Environmental studies, policy and management senior Alison Luedtke knows what life would be like, sort of. From Oct. 19 to Nov. 2, Luedtke carried around all the garbage she consumed as part of a project to see how much trash people actually go through.
The idea for the project came from the National Public Radio program Marketplace, where host Tess Vigeland carried around her trash last year as part of an MPR series, “Consumed,” about environment sustainability.
Luedtke heard about it in a class last year, she says. This year she is part of Higher Education Consortium of Public Affairs (HECUA). She says she chose to do this for a HECUA project that gets an environmental message out to the public.
“My first idea was to green up the restaurant I work at,” Luedtke says. “But it was a big restaurant, making it something too daunting.”

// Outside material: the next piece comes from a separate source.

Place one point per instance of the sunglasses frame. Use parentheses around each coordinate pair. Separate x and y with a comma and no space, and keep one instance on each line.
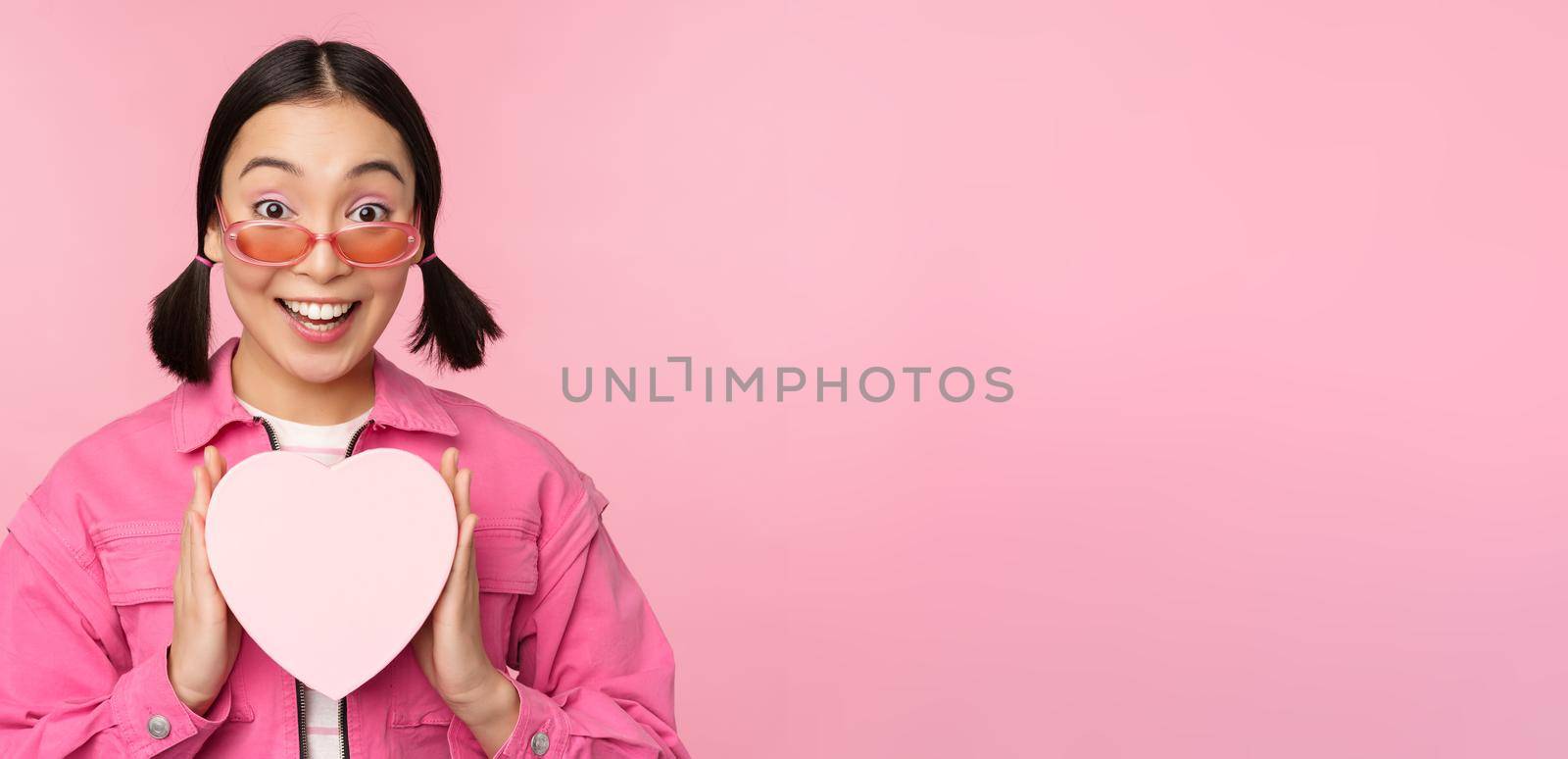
(231,238)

Of course, there came stipulations, such as no doggie or kitty poo, no bringing the trash into places she could get kicked out of and a few others. At first, she says, there was not very much since she has made a personal effort to cut down her consumption. Her roommate, Concordia-St. Paul student Tiffany Martini, had mixed feelings about the project.
“I was a little disgusted,” Martini says. “The trash part I’m okay with it, but the apple and pear cores, that kind of grossed me out.”
As the days wore on, the trash grew and grew. She divided it into two categories, compost and garbage. Around day 10, she remembers one of her bags breaking open at a bus stop on Washington Avenue and one person’s reaction to her rubbish.
“This guy came up to me to ask something about bus scheduling,” Luedtke says. “He was really friendly at first, and then he looked down and saw my garbage and he just walked away. He thought I was a creepy person for carrying my garbage.”
Sometimes, Luedtke says, she would forget the bags in her classes, and it would be moved outside due to its stench. She even was late for her internship sometimes, because she forgot it at home and ran back to pick it up.
“What surprised me was the frustration and personal anxiety I felt from carrying around this trash,” Luedtke says. “About seven days into it, I just had this aha moment because I was so weighed down by this trash.”
Luedtke says the message she wanted to spread was that our view of trash as something inevitable is not correct, and we should think about how much we are consuming. She says she would like everyone to try this project, even for just a week.
“Every choice you make as a consumer feeds into that,” Luedtke says. “It can make the difference between making a lot of waste and making a little. It’s a simple change that everyone can make to create less waste.”